Tribunal Administratif de Cergy-Pontoise — Décision N° TA95-2310486

jeudi 13 juin 2024

JuridictionTribunal Administratif de Cergy-Pontoise
SectionTribunal Administratif de Cergy-Pontoise
N° DossierTA95-2310486
TypeDécision
RecoursPlein contentieux
PublicationC
Avocat requérantCABANES AVOCATS

Texte intégral

Vu la procédure suivante :

Par une requête et des mémoires, enregistrés le 2 août 2023, le 16 février 2024 et le 26 avril 2024, la société par actions simplifiée (SAS) Europe Services Déchets (ESD), représentée par Me Pezin, demande à la juge des référés, dans le dernier état de ses écritures :

1°) de condamner l'établissement public territorial Vallée Sud-Grand Paris à lui verser, sur le fondement de l'article R. 541-1 du code de justice administrative, une provision de 277 683,90 euros au titre de la révision des prix correspondant à 22 factures, demeurées impayées jusqu'aux 10 et 12 avril 2024, dans le cadre de l'exécution du marché n° 21S25 de service d'exploitation de la déchetterie de Verrières-le-Buisson (Essonne), à assortir des intérêts moratoires et des indemnités forfaitaires de recouvrement pour un montant de 89 448,96 euros ;

2°) de mettre à la charge de l'établissement public territorial Vallée Sud-Grand Paris la somme de 5 000 euros au titre de l'article L. 761-1 du code de justice administrative.

Elle soutient que :

- sa requête est recevable, en présence d'un différend auquel il n'a pas été mis fin et qui a donné lieu à un mémoire en réclamation dont la portée ne saurait être réduite au seul mois de décembre 2022 ;

- la créance dont elle sollicite le paiement n'est pas sérieusement contestable dès lors que les prestations objets des factures en litige ont été réalisées et qu'elle en a respecté les modalités d'établissement conformément aux stipulations de l'article 6.2 du cahier des clauses administratives particulières du marché (CCAP) ;

- les prix appliqués sont ceux inscrits sur le bordereau des prix unitaires et forfaitaires, révisés conformément au courrier du 15 septembre 2022 ;

- l'acheteur est donc tenu de régler l'ensemble des factures impayées, y compris celles ayant couvert la période jusqu'au 30 juin 2023.

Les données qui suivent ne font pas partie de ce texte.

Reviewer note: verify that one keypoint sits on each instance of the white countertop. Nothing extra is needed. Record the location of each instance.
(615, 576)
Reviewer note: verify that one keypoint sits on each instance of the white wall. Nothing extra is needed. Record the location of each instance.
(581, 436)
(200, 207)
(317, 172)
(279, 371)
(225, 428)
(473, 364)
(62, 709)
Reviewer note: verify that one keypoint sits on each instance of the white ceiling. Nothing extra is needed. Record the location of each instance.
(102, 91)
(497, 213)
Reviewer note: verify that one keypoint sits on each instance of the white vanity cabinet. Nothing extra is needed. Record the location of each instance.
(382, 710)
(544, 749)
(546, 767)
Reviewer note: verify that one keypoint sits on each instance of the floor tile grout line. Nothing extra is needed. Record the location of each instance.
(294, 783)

Par des mémoires en défense, enregistrés le 29 janvier 2024, le 29 février 2024 et le 21 mai 2024 à 10 heures 25, l'établissement public territorial Vallée Sud-Grand Paris, représenté par la SARL Valadou-Josselin et Associés, conclut :

1°) au rejet de la requête de la SAS Europe Services Déchets, ou, à titre subsidiaire, à la limitation de sa condamnation au paiement de la somme de 24 477,63 euros correspondant à la période ayant couru du 1er au 31 décembre 2022 ;

2°) à la condamnation de la SAS ESD aux dépens de l'instance ;

3°) à la mise à la charge de la SAS ESD de la somme de 3 000 euros au titre de l'article L. 761-1 du code de justice administrative.

Il soutient que :

- à titre principal, la demande de provision est irrecevable :

. en application de l'article 46.1 du cahier des clauses administratives générales des marchés publics de fournitures courantes et de services (CCAG-FCS) dans sa version issue de l'arrêté du 30 mars 2021, faute de différend entre les parties ;

. en application de l'article 46.2 du même cahier, en l'absence de mémoire en réclamation, étant entendu que celui-ci n'aurait en tout état de cause visé que la période du 1er au 31 décembre 2022 ;

. si la requête était considérée recevable, le quantum à indemniser ne saurait excéder la somme de 24 477,63 euros correspondant à la révision des prix des factures portant sur la période du 1er au 31 décembre 2022, assortie des intérêts moratoires et de l'indemnité forfaitaire de recouvrement ;

- en tout état de cause, la créance réclamée est sérieusement contestable, dès lors que :

. les prix mentionnés sur les factures présentées par la société ESD ne sont pas conformes au bordereau des prix unitaires et forfaitaires (BPU) prévus contractuellement, lesquels ont prévu des forfaits qui ont tous été dépassés, alors pourtant que la SAS ESD a été invitée à régulariser ses factures ;

. la SAS ESD ne saurait se prévaloir d'une révision des prix non conforme aux stipulations des articles 3.7.1 et 3.7.2 du CCAP, qu'il n'a jamais acceptée fût-ce tacitement, alors en tout état de cause que le bordereau des prix révisés aurait dû lui parvenir au plus tard le 28 juillet 2022.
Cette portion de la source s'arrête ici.